Single by Corrinne May

from the album Beautiful Seed Deluxe Edition
- Released: July 6, 2010
- Recorded: 2010
- Genre: Pop
- Length: 3:33
- Label: Eq music
- Songwriter: Corrinne May

Official National Day Parade theme song singles chronology
| "What Do You See?" (2009) | "Song for Singapore" (2010) | "In a Heartbeat" (2011) |

= Song for Singapore =

"Song for Singapore" is a song composed and sung by Singaporean (American-based) singer, Corrinne May.
It was officially commissioned as the official theme for the 2010 National Day Parade. The single is the first NDP theme song to be available for free digital download. The song was performed twice during the National Day Parade, once as a dance version by Sezairi Sezali and Sylvia Ratonel as the Prime Minister of Singapore took his seat during the parade, and later in the performance sequence of the parade in its original tune, sung by Corrinne herself. This song was also performed during NDP 2015. The song is currently used when Members of Parliament enter and sit down on their seats during the National Day Parade.

==Music video==
The simple music video tells Corrinne's life from her childhood day's till the present. The music video opens with a time lapse of Singapore's skyline and slowly a few blocks of skyscrapers fade off the screen.

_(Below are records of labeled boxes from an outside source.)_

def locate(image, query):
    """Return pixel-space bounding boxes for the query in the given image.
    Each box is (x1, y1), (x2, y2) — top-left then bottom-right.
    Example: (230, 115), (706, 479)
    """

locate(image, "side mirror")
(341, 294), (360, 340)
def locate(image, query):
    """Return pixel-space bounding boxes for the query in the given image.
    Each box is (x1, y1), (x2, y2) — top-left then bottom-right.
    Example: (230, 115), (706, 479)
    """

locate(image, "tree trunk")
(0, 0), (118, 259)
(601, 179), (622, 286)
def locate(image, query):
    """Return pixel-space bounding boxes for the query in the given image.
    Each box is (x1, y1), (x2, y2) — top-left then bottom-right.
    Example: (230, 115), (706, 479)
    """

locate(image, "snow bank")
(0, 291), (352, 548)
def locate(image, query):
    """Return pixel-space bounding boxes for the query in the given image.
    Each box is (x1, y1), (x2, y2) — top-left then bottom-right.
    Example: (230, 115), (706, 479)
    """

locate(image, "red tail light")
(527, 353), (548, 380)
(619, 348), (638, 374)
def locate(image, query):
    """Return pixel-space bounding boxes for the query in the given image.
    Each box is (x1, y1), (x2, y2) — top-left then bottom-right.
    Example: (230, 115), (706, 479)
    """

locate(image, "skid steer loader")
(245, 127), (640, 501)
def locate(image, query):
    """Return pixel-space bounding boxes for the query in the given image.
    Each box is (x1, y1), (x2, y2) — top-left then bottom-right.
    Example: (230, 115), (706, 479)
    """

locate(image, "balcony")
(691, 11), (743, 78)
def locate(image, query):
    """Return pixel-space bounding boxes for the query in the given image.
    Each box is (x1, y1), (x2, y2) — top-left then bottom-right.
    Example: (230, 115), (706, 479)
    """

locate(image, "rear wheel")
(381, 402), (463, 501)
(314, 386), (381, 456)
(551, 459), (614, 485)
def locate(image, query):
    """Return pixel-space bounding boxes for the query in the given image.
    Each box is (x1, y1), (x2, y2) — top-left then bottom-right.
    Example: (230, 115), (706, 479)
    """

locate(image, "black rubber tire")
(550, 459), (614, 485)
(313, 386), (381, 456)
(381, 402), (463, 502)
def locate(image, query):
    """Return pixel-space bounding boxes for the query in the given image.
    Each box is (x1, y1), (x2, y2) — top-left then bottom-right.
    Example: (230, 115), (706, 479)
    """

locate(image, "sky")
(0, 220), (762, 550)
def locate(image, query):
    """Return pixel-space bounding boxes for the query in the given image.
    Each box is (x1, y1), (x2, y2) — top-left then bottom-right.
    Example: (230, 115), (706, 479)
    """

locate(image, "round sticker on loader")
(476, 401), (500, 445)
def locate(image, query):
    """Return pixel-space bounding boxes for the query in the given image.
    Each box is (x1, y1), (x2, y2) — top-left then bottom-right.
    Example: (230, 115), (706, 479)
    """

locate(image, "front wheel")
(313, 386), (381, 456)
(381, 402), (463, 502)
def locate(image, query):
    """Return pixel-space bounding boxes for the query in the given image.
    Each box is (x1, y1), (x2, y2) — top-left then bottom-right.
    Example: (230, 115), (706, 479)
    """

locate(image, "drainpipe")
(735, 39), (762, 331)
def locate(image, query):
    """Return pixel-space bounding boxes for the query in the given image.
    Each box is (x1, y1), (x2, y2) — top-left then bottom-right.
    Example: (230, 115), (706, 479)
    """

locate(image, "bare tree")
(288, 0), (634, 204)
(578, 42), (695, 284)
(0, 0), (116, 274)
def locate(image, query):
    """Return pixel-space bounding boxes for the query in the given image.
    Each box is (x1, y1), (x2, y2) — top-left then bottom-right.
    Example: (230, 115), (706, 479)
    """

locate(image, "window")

The story later focuses on Corrinne's birthday where her father gets her a Yamaha piano to practice her music.

In the present the now 37-year-old is still seen playing the same piano as her neighbor comes to admire her piece. It is also learnt that she has become a music teacher and at the end of the music video, Corrinne alongside her students, hang up flags of Singapore on to HDB flat railings.